In the 25th December, a former aide of Tony Blair, Kate Gross passed away from colon cancer. She was 36, my age, and left behind two five-year-old twin boys. She died at home at 6.29am on Christmas Day; just ten minutes before her children awoke to open their stockings.
I’ve been meaning to write this since the start of the year and as the January grind kicks in and the bonhomie of Christmas and New Year start to fade, it prompted me to get on and do it.
This is a reminder to start each day afresh. Life is too precious to take it for granted. Find your meaning, make your mark, do everything and anything you can to contribute to its rich tapestry. We all have stories that shape and mould us. This is one of mine.

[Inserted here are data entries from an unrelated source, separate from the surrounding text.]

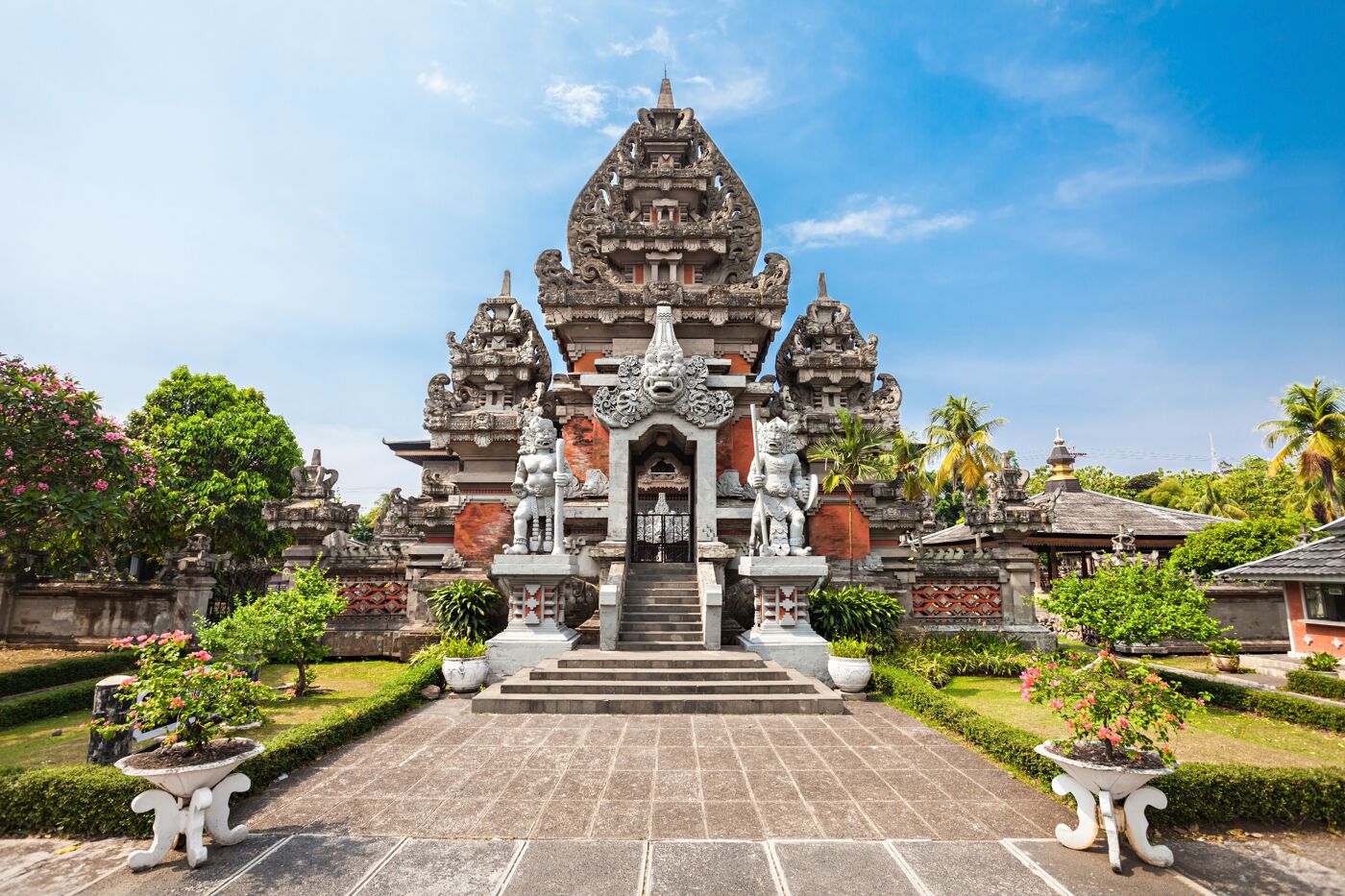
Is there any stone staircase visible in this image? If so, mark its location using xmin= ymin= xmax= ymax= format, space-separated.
xmin=616 ymin=564 xmax=705 ymax=650
xmin=472 ymin=648 xmax=844 ymax=714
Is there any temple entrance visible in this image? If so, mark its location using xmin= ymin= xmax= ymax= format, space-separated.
xmin=628 ymin=430 xmax=696 ymax=564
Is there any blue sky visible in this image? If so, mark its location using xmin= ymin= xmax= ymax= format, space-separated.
xmin=0 ymin=0 xmax=1345 ymax=503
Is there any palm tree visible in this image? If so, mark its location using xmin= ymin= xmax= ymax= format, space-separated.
xmin=925 ymin=396 xmax=1005 ymax=499
xmin=1257 ymin=376 xmax=1345 ymax=518
xmin=808 ymin=407 xmax=895 ymax=583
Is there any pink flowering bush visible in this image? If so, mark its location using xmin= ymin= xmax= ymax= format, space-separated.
xmin=1018 ymin=651 xmax=1210 ymax=763
xmin=0 ymin=355 xmax=155 ymax=571
xmin=94 ymin=631 xmax=270 ymax=749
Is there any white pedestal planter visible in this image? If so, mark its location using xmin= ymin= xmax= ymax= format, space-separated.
xmin=440 ymin=657 xmax=490 ymax=694
xmin=827 ymin=657 xmax=873 ymax=694
xmin=117 ymin=739 xmax=266 ymax=870
xmin=1036 ymin=739 xmax=1173 ymax=875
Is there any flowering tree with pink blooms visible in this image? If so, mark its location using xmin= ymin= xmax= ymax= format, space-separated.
xmin=0 ymin=355 xmax=156 ymax=571
xmin=93 ymin=631 xmax=270 ymax=751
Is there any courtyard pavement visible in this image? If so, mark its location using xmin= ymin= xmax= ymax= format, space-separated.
xmin=0 ymin=698 xmax=1345 ymax=896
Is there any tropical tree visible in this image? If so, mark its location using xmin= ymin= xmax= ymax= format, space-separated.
xmin=808 ymin=409 xmax=895 ymax=583
xmin=1257 ymin=376 xmax=1345 ymax=521
xmin=925 ymin=396 xmax=1005 ymax=499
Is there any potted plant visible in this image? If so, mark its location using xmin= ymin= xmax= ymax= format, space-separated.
xmin=93 ymin=631 xmax=270 ymax=869
xmin=1205 ymin=638 xmax=1243 ymax=672
xmin=827 ymin=638 xmax=873 ymax=694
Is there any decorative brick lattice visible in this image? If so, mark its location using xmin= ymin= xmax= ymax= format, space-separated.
xmin=340 ymin=578 xmax=406 ymax=617
xmin=911 ymin=581 xmax=1003 ymax=613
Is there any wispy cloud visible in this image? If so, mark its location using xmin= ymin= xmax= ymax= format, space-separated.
xmin=416 ymin=61 xmax=477 ymax=102
xmin=781 ymin=197 xmax=975 ymax=249
xmin=546 ymin=81 xmax=606 ymax=125
xmin=1056 ymin=157 xmax=1248 ymax=205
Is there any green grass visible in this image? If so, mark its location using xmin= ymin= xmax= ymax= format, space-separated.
xmin=0 ymin=661 xmax=406 ymax=768
xmin=942 ymin=675 xmax=1345 ymax=768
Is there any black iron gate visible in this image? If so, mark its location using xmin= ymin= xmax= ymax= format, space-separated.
xmin=631 ymin=491 xmax=692 ymax=564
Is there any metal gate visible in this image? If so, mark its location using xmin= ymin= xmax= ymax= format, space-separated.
xmin=631 ymin=491 xmax=692 ymax=564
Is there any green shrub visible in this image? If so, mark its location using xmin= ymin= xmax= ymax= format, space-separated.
xmin=808 ymin=585 xmax=904 ymax=642
xmin=873 ymin=664 xmax=1345 ymax=828
xmin=0 ymin=678 xmax=98 ymax=729
xmin=831 ymin=638 xmax=873 ymax=659
xmin=1288 ymin=668 xmax=1345 ymax=699
xmin=1304 ymin=651 xmax=1339 ymax=671
xmin=428 ymin=578 xmax=504 ymax=641
xmin=0 ymin=654 xmax=131 ymax=697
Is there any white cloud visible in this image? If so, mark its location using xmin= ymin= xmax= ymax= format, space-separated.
xmin=1056 ymin=157 xmax=1248 ymax=205
xmin=606 ymin=26 xmax=676 ymax=61
xmin=416 ymin=61 xmax=477 ymax=102
xmin=781 ymin=198 xmax=975 ymax=248
xmin=546 ymin=81 xmax=606 ymax=125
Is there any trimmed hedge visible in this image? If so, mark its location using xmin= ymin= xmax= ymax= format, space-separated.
xmin=0 ymin=653 xmax=438 ymax=836
xmin=873 ymin=656 xmax=1345 ymax=828
xmin=0 ymin=652 xmax=134 ymax=697
xmin=1288 ymin=668 xmax=1345 ymax=699
xmin=0 ymin=678 xmax=100 ymax=731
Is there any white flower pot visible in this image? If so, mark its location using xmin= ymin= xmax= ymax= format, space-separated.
xmin=440 ymin=657 xmax=487 ymax=694
xmin=115 ymin=738 xmax=266 ymax=799
xmin=827 ymin=657 xmax=873 ymax=694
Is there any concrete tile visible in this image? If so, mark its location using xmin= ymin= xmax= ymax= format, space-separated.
xmin=504 ymin=839 xmax=645 ymax=896
xmin=359 ymin=839 xmax=519 ymax=896
xmin=649 ymin=801 xmax=705 ymax=839
xmin=646 ymin=841 xmax=776 ymax=896
xmin=774 ymin=841 xmax=917 ymax=896
xmin=223 ymin=835 xmax=401 ymax=896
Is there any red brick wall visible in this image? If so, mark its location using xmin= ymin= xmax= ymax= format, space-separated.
xmin=561 ymin=417 xmax=611 ymax=480
xmin=808 ymin=502 xmax=868 ymax=560
xmin=453 ymin=503 xmax=514 ymax=561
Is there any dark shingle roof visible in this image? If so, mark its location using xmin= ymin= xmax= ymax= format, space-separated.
xmin=1214 ymin=529 xmax=1345 ymax=581
xmin=924 ymin=489 xmax=1228 ymax=545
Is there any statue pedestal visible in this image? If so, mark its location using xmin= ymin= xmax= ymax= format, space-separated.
xmin=739 ymin=557 xmax=831 ymax=684
xmin=485 ymin=554 xmax=579 ymax=682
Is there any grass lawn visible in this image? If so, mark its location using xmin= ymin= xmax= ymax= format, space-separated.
xmin=942 ymin=675 xmax=1345 ymax=768
xmin=0 ymin=659 xmax=406 ymax=768
xmin=0 ymin=647 xmax=108 ymax=672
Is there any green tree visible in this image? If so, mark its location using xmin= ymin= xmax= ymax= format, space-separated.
xmin=808 ymin=409 xmax=895 ymax=583
xmin=127 ymin=367 xmax=303 ymax=561
xmin=925 ymin=396 xmax=1005 ymax=499
xmin=1167 ymin=518 xmax=1302 ymax=578
xmin=0 ymin=353 xmax=156 ymax=573
xmin=1257 ymin=376 xmax=1345 ymax=522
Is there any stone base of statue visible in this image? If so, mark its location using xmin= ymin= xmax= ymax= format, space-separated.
xmin=485 ymin=554 xmax=579 ymax=682
xmin=739 ymin=557 xmax=831 ymax=685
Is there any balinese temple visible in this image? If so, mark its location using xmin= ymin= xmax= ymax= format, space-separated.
xmin=924 ymin=429 xmax=1227 ymax=588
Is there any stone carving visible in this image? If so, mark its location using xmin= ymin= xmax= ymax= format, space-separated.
xmin=593 ymin=305 xmax=733 ymax=429
xmin=504 ymin=414 xmax=575 ymax=554
xmin=747 ymin=407 xmax=818 ymax=557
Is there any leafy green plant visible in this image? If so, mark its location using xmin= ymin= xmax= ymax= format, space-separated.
xmin=428 ymin=578 xmax=504 ymax=641
xmin=831 ymin=638 xmax=873 ymax=659
xmin=808 ymin=585 xmax=902 ymax=642
xmin=1304 ymin=651 xmax=1339 ymax=671
xmin=90 ymin=631 xmax=270 ymax=751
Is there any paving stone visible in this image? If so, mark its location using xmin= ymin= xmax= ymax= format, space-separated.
xmin=505 ymin=839 xmax=645 ymax=896
xmin=222 ymin=835 xmax=401 ymax=896
xmin=773 ymin=841 xmax=917 ymax=896
xmin=893 ymin=842 xmax=1056 ymax=896
xmin=646 ymin=839 xmax=776 ymax=896
xmin=1013 ymin=838 xmax=1215 ymax=896
xmin=359 ymin=839 xmax=521 ymax=896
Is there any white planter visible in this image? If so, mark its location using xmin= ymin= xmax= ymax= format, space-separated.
xmin=440 ymin=657 xmax=488 ymax=694
xmin=117 ymin=738 xmax=266 ymax=870
xmin=827 ymin=657 xmax=873 ymax=694
xmin=1035 ymin=739 xmax=1174 ymax=875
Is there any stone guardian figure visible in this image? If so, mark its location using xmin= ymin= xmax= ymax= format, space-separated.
xmin=504 ymin=414 xmax=573 ymax=554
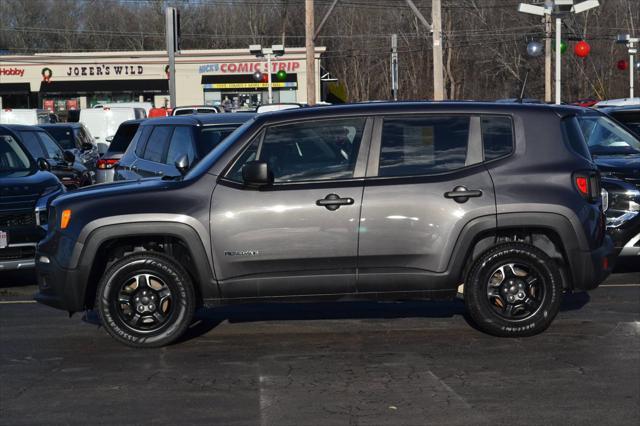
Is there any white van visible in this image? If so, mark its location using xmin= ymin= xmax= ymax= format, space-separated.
xmin=80 ymin=107 xmax=144 ymax=154
xmin=594 ymin=98 xmax=640 ymax=108
xmin=0 ymin=108 xmax=50 ymax=126
xmin=94 ymin=102 xmax=153 ymax=118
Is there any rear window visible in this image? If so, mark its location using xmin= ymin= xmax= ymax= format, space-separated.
xmin=562 ymin=117 xmax=591 ymax=160
xmin=198 ymin=124 xmax=240 ymax=158
xmin=481 ymin=117 xmax=513 ymax=161
xmin=107 ymin=123 xmax=140 ymax=152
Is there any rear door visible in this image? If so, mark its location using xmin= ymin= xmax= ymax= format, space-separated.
xmin=358 ymin=114 xmax=496 ymax=292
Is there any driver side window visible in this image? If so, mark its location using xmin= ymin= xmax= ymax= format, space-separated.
xmin=227 ymin=117 xmax=366 ymax=183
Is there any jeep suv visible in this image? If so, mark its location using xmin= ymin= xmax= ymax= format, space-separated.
xmin=36 ymin=103 xmax=613 ymax=347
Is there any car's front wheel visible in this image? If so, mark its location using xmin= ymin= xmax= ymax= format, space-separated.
xmin=464 ymin=243 xmax=562 ymax=337
xmin=96 ymin=252 xmax=196 ymax=347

It was October 9th, the day before my first wedding anniversary, three months before the birth of my first son and the day of my house move. The lump that had steadily grown at the back of my leg, was now the size of a tennis ball. Worst of all, it was a tumour. A cancerous one. All that planning ahead, and what we all assume will be a long life, suddenly came into stark focus.
At the time, I think I was probably slightly numb with fear of what was to come – we’ve all read about “battles with cancer” and it sounds like a fight, but what was actually ahead? First, you have the fear of the unknown. Has it spread? What’s the treatment? Will it hurt? Ultimately, will I live?
Secondly, the treatment. The operation was painful, the following infections just as much so. Then came the daily routine of shuffle to hospital, dose of radiotherapy and erosion of skin and muscle. I’m not what you’d call a big strapping lad, and the steady bombardment shrank me further. The doses of morphine started to become more regular and were a welcome respite from the constant pain.
My energy was shot to pieces and although I tried to carry on as normal, it obviously took its toll – physically, emotionally. It was so hard to concentrate through the physical pain, and there were times when it seemed hopeless. Funnily enough, being told I might never play tennis again was a particular low-point.
Fortunately, I can, albeit at a lower level. But I probably enjoy the game more now! My family, friends and colleagues were hugely supportive, and I will be forever grateful for them keeping me on the right track. Daily support to keep going, and plenty of stories of what was going on in their lives to add as a distraction and to prevent me becoming too self-obsessed. Life was going on for them too.
As a Christian, there were dark and light times of faith as well. Times when I felt it was all very unfair, and times when my sense of being part of a Bigger Story than “me” was a strong anchor. The operation and treatment was thankfully a success, and slowly and surely the light at the end of the tunnel got a little brighter with every day. I came through the other side, determined to make the most of my life, to cherish every moment and take any opportunity to enrich the lives of those who share my path.
I try, and I fail and then I hope to try again. Kate Gross wrote a book which was published: “Late Fragments: Everything I Want To Tell You (About This Magnificent Life).” I’ve not read it yet, but The Sunday Times said that “The book’s power lies in the unflinching way she shares her life’s lessons and how she rationalises what it’s really like to be told ‘you are going to die’… Hers is a voice that is clear and spirited from a woman who was funny, clever and wise”
In the season of “bonuses” for bankers and recruiters and much of The City, this hopefully lends a bit of perspective to all the chat about £££ hitting accounts. Let’s not get too caught up in it. There is one bonus that we are all truly blessed to receive. Life is a gift. Make the most of it.